Il conflitto fra genere del giocatore e dell’avatar è stato studiato da un gruppo di ricercatori prendendo come campione l’utenza del popolarissimo MMORPG “World of Warcraft“. Dato che l’effetto Proteus opera su stereotipi socialmente condivisi hanno per prima cosa chiesto ai giocatori di indicare quando cinque attività fossero preferite da donne, uomini o indifferenti: fra le attività più “maschili” è incluso il “player vs player” mentre il curare gli alleati è vista come attività tipicamente femminile.
Nella fase successiva hanno reclutato più di mille giocatori di WoW e raccolto i loro dati demografici chiedendo loro di indicare fino sei personaggi che stavano attualmente usando, per poi monitorare la loro attività mediante il registro online WoW Armory.
I risultati hanno confermato l’effetto Proteus per quanto riguarda l’attività di cura: giocatori maschi e femmine non differivano nel tempo dedicato a questa azione considerata tipicamente femminile, ma al contrario era significativamente più comune nei personaggi femminili a prescindere da chi li stesse usando.

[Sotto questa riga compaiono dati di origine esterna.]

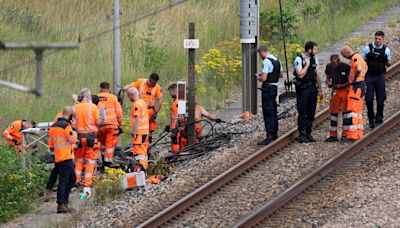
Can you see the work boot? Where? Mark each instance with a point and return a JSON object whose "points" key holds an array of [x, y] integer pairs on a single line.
{"points": [[62, 208], [107, 164], [266, 141], [332, 139], [372, 125], [347, 140], [303, 137], [48, 192], [309, 136]]}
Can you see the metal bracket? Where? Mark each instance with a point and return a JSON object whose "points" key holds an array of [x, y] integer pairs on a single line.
{"points": [[38, 49]]}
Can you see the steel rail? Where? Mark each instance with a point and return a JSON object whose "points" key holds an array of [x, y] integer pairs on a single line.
{"points": [[319, 173]]}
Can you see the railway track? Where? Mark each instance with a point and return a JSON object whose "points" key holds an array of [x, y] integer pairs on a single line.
{"points": [[188, 202], [389, 129]]}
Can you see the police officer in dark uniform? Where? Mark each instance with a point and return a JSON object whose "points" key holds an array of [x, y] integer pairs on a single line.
{"points": [[269, 77], [306, 81], [378, 57]]}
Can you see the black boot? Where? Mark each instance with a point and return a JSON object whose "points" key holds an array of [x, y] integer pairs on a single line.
{"points": [[303, 137], [309, 136], [62, 208], [266, 141]]}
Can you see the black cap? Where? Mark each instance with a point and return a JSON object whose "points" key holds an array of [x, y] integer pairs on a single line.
{"points": [[262, 48]]}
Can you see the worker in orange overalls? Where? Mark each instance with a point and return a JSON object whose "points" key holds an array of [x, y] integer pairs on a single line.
{"points": [[13, 134], [87, 121], [337, 77], [62, 139], [173, 124], [151, 93], [110, 129], [356, 94], [140, 127]]}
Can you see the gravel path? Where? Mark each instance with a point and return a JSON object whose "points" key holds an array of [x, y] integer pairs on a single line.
{"points": [[269, 178], [364, 192]]}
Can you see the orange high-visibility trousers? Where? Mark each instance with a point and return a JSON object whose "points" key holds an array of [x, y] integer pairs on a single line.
{"points": [[17, 148], [140, 144], [355, 108], [152, 122], [108, 139], [338, 103], [175, 143], [85, 161]]}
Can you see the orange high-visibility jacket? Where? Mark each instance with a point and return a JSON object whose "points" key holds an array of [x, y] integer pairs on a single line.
{"points": [[174, 114], [14, 130], [357, 59], [87, 115], [61, 139], [58, 115], [148, 94], [139, 110], [113, 111]]}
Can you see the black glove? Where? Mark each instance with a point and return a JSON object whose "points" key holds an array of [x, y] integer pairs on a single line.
{"points": [[16, 142], [154, 116], [174, 139], [167, 129], [120, 131]]}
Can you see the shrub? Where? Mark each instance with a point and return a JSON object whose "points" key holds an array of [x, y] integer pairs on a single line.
{"points": [[19, 187], [108, 187]]}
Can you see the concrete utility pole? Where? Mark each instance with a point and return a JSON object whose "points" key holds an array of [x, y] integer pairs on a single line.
{"points": [[38, 49], [117, 49], [191, 89], [249, 27]]}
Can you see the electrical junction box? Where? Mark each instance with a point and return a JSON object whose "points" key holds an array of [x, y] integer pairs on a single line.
{"points": [[181, 89]]}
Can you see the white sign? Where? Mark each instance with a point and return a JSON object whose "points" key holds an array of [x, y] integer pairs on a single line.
{"points": [[191, 43]]}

Lo scontro con altri giocatori invece risultava effettivamente più frequente per i giocatori maschi, ma non tanto da essere statisticamente significativo. Anche in questo caso però il genere dell’avatar risultava influente, rendendo il pVp più frequente per gli utenti di personaggi maschili.
Come sottolineano gli autori l’effetto proteo ci mostra in azione la costruzione sociale del genere: la comunità di WoW condivide lo stereotipo delle donne come “healer”, che i dati mostrano essere privo di fondamento, al punto tale che i giocatori si adeguano ad esso nei loro personaggi femminili risutlando in un ambiente di gioco che conferma lo stereotipo.
Dati a sostegno dell’effetto Proteus vengono anche da uno studio analogo del 2012 che è però partito dai ruoli di genere nel mondo reale. E’ noto come in molte culture il ruolo sociale maschile incoraggi forza ed indipendenza, rendendo così particolarmente difficile ammettere di aver bisogno di aiuto. Questa tendenza sembra mantenersi anche in un ambiente multiplayer oggetto dello studio: malgrado i giocatori fossero in gran parte maschi era presente un numero superiore alle aspettative di avatar femminili, segno di gender-swapping in atto, ed erano inevitabilmente questi a richiedere aiuto in modo più diretto ed efficace. Viene quindi confermato come questa inibizione sia legata ai ruoli di genere.
Che dire invece dei casi, seppur minoritari sicuramente presenti, di giocatori che creano personaggi femminili estremamente agressivi e votati al corpo a copo oppure serafici guaritori di sesso maschile? Potrebbe essere in atto un processo di ipercompensazione: se si cerca consapevolmente di non attenersi a uno stereotipo è una strategia comune incarnarne l’esatto opposto o comunque sottolineare i tratti ad esso più distanti.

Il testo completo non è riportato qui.